Vicina un po’ scocciata: visto cos’hai fatto?
Trilli: io? Mi piacerebbe, sono lusingata del pensiero, attribuire a me una simile installazione… ma non c’entro.
(guardando ammirata il mezzo metro di schiuma candida che esce dal water e si propaga in tutta la casa con leggiadria, mentre la nipotina della vicina soffia e saltella in abito bianco.)

Vicina: per caso ti è scappato il detersivo?

Trilli: (ma questa come fa a sapere sempre tutto? E perché su otto piani ha pensato di chiamare proprio me?) effettivamente ho esagerato con il brillantante, ma non capisco il nesso.


Nella foto di LaChapelle, la vicina nel suo bagno di schiuma.

lunedì 17 agosto 2009

happy go lucky

Una delle poche cose belle dell’estate in città, rimane il cinema all’aperto.
Che a parte l’afa, le zanzaresqualotigre e la coda per entrare, regala la possibilità di vedere sul grande schermo, i film persi durante la stagione.

Prima regola: non farsi ingannare dal titolo.
Se un film non l’hai sentito nominare per tutto l’inverno e nemmeno per l’estate, un motivo ci sarà, nonostante il bel titolo.

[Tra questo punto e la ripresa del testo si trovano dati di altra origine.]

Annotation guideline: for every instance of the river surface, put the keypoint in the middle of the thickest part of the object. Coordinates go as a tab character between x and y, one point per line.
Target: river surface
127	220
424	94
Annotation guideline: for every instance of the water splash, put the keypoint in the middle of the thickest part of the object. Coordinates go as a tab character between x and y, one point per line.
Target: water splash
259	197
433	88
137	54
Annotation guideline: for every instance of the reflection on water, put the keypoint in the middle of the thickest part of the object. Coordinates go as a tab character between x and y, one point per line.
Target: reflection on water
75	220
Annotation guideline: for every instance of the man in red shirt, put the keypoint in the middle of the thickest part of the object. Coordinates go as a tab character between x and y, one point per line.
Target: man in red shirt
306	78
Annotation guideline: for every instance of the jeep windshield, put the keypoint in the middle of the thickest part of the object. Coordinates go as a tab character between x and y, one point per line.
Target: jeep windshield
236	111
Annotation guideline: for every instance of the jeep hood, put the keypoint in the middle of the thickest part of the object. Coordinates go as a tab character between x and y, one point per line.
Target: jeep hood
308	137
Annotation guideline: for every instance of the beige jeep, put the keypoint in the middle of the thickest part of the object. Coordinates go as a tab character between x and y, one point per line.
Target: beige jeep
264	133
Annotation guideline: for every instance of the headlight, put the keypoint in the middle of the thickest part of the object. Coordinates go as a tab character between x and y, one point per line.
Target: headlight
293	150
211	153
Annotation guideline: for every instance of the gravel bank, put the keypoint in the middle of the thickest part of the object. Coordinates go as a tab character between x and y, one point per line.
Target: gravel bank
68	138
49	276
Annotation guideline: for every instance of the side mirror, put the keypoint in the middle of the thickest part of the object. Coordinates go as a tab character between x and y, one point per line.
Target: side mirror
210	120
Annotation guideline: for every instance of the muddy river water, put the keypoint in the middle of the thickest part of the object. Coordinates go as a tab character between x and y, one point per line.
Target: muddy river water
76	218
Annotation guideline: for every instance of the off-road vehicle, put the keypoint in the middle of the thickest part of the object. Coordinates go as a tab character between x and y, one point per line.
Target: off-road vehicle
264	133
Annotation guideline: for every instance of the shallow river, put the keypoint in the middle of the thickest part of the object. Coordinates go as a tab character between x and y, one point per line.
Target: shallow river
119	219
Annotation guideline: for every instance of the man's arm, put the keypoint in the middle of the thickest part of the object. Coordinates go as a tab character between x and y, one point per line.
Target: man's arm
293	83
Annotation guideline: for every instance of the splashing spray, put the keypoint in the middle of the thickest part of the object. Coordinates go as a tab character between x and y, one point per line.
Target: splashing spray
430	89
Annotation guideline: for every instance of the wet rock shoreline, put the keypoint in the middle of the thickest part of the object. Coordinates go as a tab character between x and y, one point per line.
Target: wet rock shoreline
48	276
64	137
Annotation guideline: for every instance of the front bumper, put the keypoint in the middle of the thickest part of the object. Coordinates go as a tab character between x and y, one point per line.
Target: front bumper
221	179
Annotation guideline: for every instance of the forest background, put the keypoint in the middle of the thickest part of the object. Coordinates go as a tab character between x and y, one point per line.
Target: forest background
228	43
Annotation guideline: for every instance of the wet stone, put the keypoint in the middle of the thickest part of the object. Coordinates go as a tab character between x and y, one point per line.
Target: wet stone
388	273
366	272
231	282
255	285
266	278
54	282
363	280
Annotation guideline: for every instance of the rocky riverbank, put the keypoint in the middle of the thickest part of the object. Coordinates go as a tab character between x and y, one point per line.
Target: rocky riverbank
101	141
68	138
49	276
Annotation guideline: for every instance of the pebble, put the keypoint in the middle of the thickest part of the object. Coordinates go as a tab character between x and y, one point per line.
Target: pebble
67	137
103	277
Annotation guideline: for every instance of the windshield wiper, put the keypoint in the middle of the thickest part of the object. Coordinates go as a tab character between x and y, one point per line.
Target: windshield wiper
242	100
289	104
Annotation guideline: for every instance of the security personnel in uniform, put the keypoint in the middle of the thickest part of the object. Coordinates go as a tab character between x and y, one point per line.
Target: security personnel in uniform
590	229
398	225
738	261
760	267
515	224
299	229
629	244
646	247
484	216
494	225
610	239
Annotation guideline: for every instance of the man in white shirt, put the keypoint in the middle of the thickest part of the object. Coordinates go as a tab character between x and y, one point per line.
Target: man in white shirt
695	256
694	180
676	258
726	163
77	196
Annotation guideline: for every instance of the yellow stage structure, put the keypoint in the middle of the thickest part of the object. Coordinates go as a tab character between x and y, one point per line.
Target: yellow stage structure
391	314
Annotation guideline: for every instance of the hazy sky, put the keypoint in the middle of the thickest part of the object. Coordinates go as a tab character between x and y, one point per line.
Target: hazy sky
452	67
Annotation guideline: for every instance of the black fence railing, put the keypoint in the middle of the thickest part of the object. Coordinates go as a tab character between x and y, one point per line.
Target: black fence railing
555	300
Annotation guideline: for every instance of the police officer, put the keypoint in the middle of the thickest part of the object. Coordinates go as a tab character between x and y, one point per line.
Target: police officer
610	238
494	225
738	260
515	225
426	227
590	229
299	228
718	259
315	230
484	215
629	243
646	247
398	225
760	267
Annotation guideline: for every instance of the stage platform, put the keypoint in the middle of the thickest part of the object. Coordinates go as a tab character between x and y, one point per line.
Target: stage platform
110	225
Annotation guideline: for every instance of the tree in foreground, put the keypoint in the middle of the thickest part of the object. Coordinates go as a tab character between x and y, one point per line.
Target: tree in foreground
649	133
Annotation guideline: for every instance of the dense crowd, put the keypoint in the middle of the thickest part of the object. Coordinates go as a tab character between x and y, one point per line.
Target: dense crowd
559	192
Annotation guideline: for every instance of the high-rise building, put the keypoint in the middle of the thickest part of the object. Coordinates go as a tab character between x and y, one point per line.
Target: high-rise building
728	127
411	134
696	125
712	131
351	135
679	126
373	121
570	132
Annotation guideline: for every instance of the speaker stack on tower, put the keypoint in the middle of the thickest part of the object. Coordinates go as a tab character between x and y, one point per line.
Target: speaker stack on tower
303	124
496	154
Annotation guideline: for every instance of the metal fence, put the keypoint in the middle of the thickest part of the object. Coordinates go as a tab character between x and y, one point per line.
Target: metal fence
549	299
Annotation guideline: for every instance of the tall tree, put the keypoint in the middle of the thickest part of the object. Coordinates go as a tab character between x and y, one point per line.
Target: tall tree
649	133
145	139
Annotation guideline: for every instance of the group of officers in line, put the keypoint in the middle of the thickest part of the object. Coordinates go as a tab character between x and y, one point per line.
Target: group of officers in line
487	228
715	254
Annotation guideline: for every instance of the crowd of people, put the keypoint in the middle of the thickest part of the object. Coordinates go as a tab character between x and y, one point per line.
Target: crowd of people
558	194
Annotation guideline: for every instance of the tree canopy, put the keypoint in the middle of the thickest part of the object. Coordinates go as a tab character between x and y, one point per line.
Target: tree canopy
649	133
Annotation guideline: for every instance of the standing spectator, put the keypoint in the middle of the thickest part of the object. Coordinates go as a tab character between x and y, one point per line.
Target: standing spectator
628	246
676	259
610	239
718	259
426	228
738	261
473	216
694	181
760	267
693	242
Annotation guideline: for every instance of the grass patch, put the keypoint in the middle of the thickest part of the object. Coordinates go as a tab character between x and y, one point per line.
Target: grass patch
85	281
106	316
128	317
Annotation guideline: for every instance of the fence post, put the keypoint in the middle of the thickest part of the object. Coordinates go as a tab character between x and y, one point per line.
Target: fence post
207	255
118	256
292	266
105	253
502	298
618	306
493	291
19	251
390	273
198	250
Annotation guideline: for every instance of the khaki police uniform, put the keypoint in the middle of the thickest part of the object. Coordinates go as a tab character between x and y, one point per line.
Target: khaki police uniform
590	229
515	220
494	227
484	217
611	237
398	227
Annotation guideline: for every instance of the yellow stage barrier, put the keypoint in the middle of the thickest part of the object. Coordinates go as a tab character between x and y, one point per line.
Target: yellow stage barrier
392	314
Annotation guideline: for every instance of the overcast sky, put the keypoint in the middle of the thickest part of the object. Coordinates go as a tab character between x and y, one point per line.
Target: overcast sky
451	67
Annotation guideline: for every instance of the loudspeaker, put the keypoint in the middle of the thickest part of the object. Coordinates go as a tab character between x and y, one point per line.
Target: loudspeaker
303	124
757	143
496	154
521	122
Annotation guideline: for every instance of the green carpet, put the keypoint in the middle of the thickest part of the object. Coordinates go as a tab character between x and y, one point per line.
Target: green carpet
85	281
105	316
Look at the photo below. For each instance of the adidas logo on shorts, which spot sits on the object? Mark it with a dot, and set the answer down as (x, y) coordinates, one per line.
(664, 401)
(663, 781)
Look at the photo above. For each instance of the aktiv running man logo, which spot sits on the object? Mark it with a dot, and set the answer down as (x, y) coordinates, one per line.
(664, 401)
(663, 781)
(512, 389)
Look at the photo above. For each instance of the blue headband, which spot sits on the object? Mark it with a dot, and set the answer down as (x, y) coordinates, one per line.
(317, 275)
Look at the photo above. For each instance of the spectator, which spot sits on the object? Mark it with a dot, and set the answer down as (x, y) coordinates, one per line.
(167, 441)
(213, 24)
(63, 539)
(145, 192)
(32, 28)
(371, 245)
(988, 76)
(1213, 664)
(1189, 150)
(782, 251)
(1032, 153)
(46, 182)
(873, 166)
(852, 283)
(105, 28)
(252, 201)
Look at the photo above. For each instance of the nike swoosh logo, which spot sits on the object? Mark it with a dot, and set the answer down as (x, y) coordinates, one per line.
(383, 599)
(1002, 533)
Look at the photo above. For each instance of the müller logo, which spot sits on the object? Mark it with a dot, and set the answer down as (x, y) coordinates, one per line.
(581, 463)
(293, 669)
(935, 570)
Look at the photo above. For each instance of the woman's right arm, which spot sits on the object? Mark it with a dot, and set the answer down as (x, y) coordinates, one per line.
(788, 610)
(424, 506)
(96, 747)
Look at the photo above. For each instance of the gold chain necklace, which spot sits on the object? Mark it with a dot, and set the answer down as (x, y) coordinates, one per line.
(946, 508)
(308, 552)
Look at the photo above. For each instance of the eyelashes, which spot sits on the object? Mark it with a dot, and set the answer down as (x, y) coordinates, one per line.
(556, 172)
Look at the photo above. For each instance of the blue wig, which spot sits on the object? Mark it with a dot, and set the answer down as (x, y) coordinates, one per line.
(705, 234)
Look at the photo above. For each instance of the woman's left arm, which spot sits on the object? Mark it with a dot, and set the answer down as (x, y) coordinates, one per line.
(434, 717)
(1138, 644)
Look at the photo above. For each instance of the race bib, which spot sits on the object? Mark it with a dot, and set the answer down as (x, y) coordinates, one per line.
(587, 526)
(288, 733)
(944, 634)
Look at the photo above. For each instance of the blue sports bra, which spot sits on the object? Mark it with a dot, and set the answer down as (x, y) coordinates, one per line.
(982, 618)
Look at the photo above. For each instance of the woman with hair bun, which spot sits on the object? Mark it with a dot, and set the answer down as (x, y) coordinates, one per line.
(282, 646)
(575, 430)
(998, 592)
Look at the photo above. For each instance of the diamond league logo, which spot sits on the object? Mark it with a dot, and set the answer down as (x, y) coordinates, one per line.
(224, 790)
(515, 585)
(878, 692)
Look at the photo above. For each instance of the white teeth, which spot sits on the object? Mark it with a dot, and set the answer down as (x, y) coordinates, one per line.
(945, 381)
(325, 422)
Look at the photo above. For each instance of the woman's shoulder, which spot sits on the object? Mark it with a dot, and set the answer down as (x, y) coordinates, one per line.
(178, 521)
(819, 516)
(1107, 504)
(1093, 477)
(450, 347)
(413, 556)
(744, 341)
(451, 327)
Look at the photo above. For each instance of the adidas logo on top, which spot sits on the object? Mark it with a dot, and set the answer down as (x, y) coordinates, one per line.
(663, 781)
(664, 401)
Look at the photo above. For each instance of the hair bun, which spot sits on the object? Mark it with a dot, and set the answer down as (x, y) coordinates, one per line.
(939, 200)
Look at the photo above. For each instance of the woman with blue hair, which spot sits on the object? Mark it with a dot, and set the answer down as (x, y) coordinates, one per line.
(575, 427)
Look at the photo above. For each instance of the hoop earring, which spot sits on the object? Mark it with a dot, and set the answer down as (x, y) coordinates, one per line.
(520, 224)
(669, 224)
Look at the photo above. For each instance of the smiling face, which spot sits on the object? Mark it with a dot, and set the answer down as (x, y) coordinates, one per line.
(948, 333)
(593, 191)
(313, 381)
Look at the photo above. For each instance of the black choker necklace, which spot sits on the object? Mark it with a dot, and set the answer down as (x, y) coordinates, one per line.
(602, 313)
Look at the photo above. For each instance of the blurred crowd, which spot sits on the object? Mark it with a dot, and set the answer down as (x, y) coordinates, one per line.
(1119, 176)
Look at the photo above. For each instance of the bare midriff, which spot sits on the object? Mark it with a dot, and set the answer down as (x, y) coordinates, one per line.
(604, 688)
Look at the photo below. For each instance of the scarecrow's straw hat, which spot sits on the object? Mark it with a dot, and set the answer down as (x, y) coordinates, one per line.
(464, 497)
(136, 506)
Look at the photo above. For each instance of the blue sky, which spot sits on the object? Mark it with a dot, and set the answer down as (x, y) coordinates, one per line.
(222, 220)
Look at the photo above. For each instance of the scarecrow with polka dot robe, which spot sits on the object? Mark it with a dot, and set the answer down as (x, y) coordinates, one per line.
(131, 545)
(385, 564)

Seconda ed ultima regola (che le regole non mi piacciono): andare al cinema all’aperto in taxi.
Sì, perché poi succede che, magari, per caso, hai messo la borsa nel bauletto dello scooter e che una volta parcheggiato esattamente in corrispondenza del cinema, tiri fuori la borsa, farcisci per bene il bauletto con casco-felpa-acquistivarifattinelpercorso e chiudi di corsa.
Per poi accorgerti di non trovare il telefono proprio mentre inizia a squillare dal bauletto.
Cerchi affanata di aprire il maledetto ovale di plastica nera. Invano. La chiusura si è irrimediabilmente incastrata. Tenti uno scasso con tanto di cacciavite, sotto gli sguardi accusatori di un paio di anziane coppiette (che certamente di lì a poco chiameranno la polizia) senza nessun risultato. Sudi e ti spettini e tutto il tuo sapiente lavoro di maquillage svanisce nel nulla.

Infine stanno per chiudere la biglietteria e allora ti viene un’idea geniale.
Staccare il bauletto dallo scooter e portarlo con te al cinema a mo’ di borsa, lanciando una nuova moda.

Per fortuna ho la suoneria del cellulare che fa il verso del grillo, che al cinema all’aperto non se ne accorge nessuno se squilla.

venerdì 7 agosto 2009

diversamente attenta

Non è che io sia distratta. ASSOLUTAMENTE NO. Sono solo diversamente attenta. Ad esempio, quando prendo appuntamento dall’estetista alle 14 e mi stampo il biglietto sulla porta per non dimenticarlo e ci vado alle 4, non me lo sono dimenticato. È’ che la mia testa ha memorizzato il 4. Io ero attentissima a non ritardare.

Quando poi, mossa da pietà, l’estetista mi trova un posto libero per il giorno dopo alle 3 e mi presento alle 5, non me l’ero dimenticato. Solo che lo scorrere del tempo non lo percepisco come dovrei. Pensavo che fossero le 2 e mezza e invece erano le 5 e mezza. 

Quando l’estetista mi guarda arrivare incredula 
e mi dice: sei in ritardo di quasi tre ore
Io ribatto impassibile: oh, come passa il tempo.

Per fortuna nel tempo libero delledueluna mi fa da badante/segretaria onlus.

E’ che dell’estetista mi ero scordata di dirglielo.